Adrian immergea d’un sommeil sans rêve. Les yeux encore embrumés et les muscles lourds, il s’étira en baillant. Deux questions lui vinrent alors en tête : Combien de temps avait-il dormi et surtout, où était-il ? Il était nu, allongé dans un lit aux draps blancs et propres. La chambre était belle et coquette, avec des murs nus aux couleurs légères et douces. Sur l’étagère en face de lui, des bouquins d’auteurs célèbres. Adrian se leva pour consulter cette bibliothèque : Tourgueniev côtoyait Philip K. Dick et Chrétien de Troyes. Il saisit un exemplaire poussiéreux coincé entre Le Signe des quatre de Conan Doyle et le corbeau et autres poèmes, d’Edgar Allan Poe. Une édition de 1920 du Dynamo de Eugene O’neil. Une reliure en cuir et des pages jaunies, le tout devant valoir une fortune.

« Il vous plaît ? »

Adrian découvrit une rouquine en jean qui l’observait avec un œil amusé. Prenant conscience de sa nudité, il attrapa les draps et les noua autour de sa taille en se raclant la gorge. Elle continuait à le regarder avec ce mélange détonnant de désir et d’obsession. Drôle de fille. Il se souvint d’elle, restée à sa porte pendant des lustres : un jour, deux, peut être plus. Adrian avait été dans un état second pendant pas mal de temps, une durée qu pouvait même pas fixé. Condamné à sombrer dans la folie et à mourir, sa vie avait perdu tout son sens. Que pouvait-il encore espérer dans ce monde et dans les autres qui suivraient ?

« Hum, c’est un vieil ouvrage. »

Elle sourit et le rejoignit.

« Oui, il date un peu. Il appartenait à mon père qui le tenait de son grand-père, journaliste dans les années 40. On m’a raconté qu’il l’aurait trouvé dans un vide grenier new-yorkais. Mais je pense que c’est faux. Sans doute un cadeau de son père.
- Votre arrière-grand-père si je vous suis bien.
- Exact. Mais j’y pense, vous souhaiteriez sans doute des affaires propres. »

Sans raison, Adrian se mit soudain à pleurer. Il s’écroula par terre et sanglota pendant de longues minutes. Paniquée, Marcia tenta de le calmer et s’agenouilla près de lui. Sa souffrance faisait peine à voir. Il avait tout perdu en un mois à peine et avait dû être choqué par la balle qu’il avait reçu, si ce n’est pire.

« Ça va aller. Je vais vous aider, je… »

Mais voyant que ses mots n’avaient aucun effet, elle jugea bon de simplement le prendre dans ses bras. Ce grand garçon de plus d’un mère quatre-vingt ressemblait maintenant à un gamin paumé, orphelin de tout amour. Marcia sentit son coeur se serrer. Comment un homme pouvait-il en arriver jusque là ? Finalement, au bout de dix bonnes minutes, il se reprit et murmura :

« Je n’aurais plus besoin de vêtements maintenant. A quoi cela servira ? »

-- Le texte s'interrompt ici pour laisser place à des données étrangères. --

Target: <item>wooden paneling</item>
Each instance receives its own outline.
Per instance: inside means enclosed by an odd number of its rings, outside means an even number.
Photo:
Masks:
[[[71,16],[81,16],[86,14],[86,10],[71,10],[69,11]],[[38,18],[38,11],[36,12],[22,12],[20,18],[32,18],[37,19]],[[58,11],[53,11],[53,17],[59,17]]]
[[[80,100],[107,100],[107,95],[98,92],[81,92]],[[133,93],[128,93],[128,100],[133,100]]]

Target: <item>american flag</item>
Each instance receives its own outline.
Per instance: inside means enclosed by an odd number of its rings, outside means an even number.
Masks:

Puis il braqua son regard empli de larmes sur le visage de la journaliste.

« Je vais mourir. Je suis condamné. La balle que j’ai reçu me tue progressivement. Mais vous l’avez sûrement appris par madame Fergusson et quelque part ailleurs. 
- Je veux vous aider, Adrian.
- Non. Non. Vous voulez que JE vous aide. Pas le contraire.
- Arrêtez de voir le Diable en chacun de nous. »

Il se remit alors à pleurer et elle le serra aussi fort qu’elle le pouvait. Cet homme démuni avait besoin d’aide et elle serait là pour l’aider. Elle le remettrait sur pied et il pourrait alors l’aider. Elle en avait vraiment besoin.